Disziplin für den neuen Menschen

In 90% aller Coachings oder Positionierungsberatungen komme ich mit meinen Klienten auf das Vitamin D = Disziplin. Da wird der Mensch kunstvoll erneuert und dann mangelt es an dem Durchhaltevermögen? Gibt es neben genüsslicher oder reuevoller Selbstgeißelung noch andere Wege?

Welche Präferenz haben Sie nach einer Lernerfahrung? Sagen wir mal, Sie hätten ein „Aha“-Erlebnis bezogen auf ihre bisherige Gewohnheit der Mitarbeiterführung als Geschäftsführer eines mittelständischen Unternehmens. Überlicherweise hätten Sie allerdings auch noch wahnsinnig viel zu tun. Ihre Tage beginnen vor allen anderen gegen 7.30 Uhr im Büro und enden abends gegen 20.00 Uhr. Oft treffen Sie sich anschließend noch geschäftlich. Da Ihnen Work-Life Balance wichtig ist nehmen Sie sich normalerweise an zwei Abenden Zeit für ihre Familie und an einem Abend reservieren Sie für Freunde. In letzter Zeit haben Sie verstärkt Auseinandersetzungen mit ihren Abteilungsleitern im Unternehmen. Auf Anraten des Personalleiters setzen Sie sich mit einem Coach in Verbindung und beginnen die gemeinsame Arbeit an Ihren Themen. Im Coaching selber gibt es viel zu entdecken, zum Beispiel die Perspektive der Mitarbeiter auf die eigene Wirkung und im übrigen eine Menge guter Vorsätze.

So und jetzt kommts aus der Sicht eines Beraters: Der Klient Geschäftstführer hat sich wirklich weiter entwickelt. Wir haben schließlich auch gemeinsam viel für den Fortschritt getan: Die genaue Klärung des Auftrags ist schon mal 50% des Erfolges und dann der Einstieg in die Bearbeitung des Themas. Systemische (vor allem zirkuläre) Fragen und Rollenspiele haben sein Lernen beflügelt und er gibt am Ende der Coachingsitzung an, dass er einen „großen Schritt“ weiter sei. Fluchs werden noch ein paar erste Schritte vereinbart und ein nächster Termin vereinbart.

Aha, zufrieden geht man dann doch oft selbst aus der Sitzung – wieder einem Klienten weitergeholfen. Zufrieden scheint er zu sein. Alles wunderbar. Oder?

Es kommt wie Sie es schon ahnen: Der Geschäftsführer erläutert in der nächsten Sitzung dass sich eigentlich nichts geändert hätte.

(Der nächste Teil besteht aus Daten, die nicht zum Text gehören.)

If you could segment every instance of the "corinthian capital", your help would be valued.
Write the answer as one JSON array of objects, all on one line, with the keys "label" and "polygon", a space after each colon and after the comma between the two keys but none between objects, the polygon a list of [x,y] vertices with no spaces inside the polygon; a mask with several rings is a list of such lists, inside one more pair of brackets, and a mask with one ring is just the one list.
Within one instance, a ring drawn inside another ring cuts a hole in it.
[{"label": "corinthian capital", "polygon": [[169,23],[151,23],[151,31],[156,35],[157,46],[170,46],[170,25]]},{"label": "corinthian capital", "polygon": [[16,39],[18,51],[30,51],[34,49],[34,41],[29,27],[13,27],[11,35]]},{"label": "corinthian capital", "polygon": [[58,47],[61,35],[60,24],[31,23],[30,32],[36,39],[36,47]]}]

Er würde ja wirklich wissen, was er anders machen wolle, aber er habe keine Zeit gehabt und irgendwie sei alles ein bisschen wie zuvor. Zum Beispiel die Einzelgespräche mit seinen Mitarbeitern. Die hätte er dauernd vor sich her geschoben. Er habe ja selbst ein wenig Respekt davor. Und was, wenn die Mitarbeiter wieder Kritik üben würden? Und dann dieses ganze Zeitmanagement. Die Arbeit mit der Aufgabenliste. Das hätte ihm früher schon keinen Spaß gemacht. Meistens hätte er die Liste dann nicht dabei, wenn er Sie gebraucht hätte. Und die Termine mit sich selbst hätte er auch nicht eingehalten, um sich besser zu organisieren. Er wisse ja manchmal gar nicht, was er da machen solle, dann hätte er die Zeit einfach besser genutzt. Und was, wenn da einer drauf kommen würde? Könne er sich das denn wirklich erlauben? Er wäre ja bereit das ganze auch noch mal durchzugehen, vielleicht würde er dann besser verstehen, wie er es angehen könne. Seine Stärke wäre die Disziplin noch nie gewesen, deshalb würde er auch sonst so lange im Büro rumsitzen. Er wäre da gar nicht wirklich produktiv... und so weiter uns so fort.

Und mal ehrlich: Wie ist es denn mit unserer eigenen Disziplin? Also für mich beginnt das jeden Monat aufs Neue mit der Umsatzsteuervoranmeldung. Geschweige denn einmal im Jahr mit dem Jahresabschluss und dazu noch der eigenen Einkommensteuererklärung. Also, wie war das mit der Disziplin? Vielleicht erinnern Sie sich an das Lied der Gruppe „Wir sind Helden“ mit dem Titel „Wir müssen nur wollen“„

Wir können alles schaffen wie die dressierten Affen – wir müssen nur wollen...“ ist da laut und deutlich zu hören. Von diesem Lied war ein Kunde einmal so begeistert, dass er es unbedingt als Titelmusik für eine Großgruppenveranstaltung der Vertriebsorganisation spielen wollte. Musikalische Ironie ist manchmal einfach schwer zu verstehen. Und wer wissen will, ob er es spielen durfte soll sich mal mit mir in Verbindung setzen.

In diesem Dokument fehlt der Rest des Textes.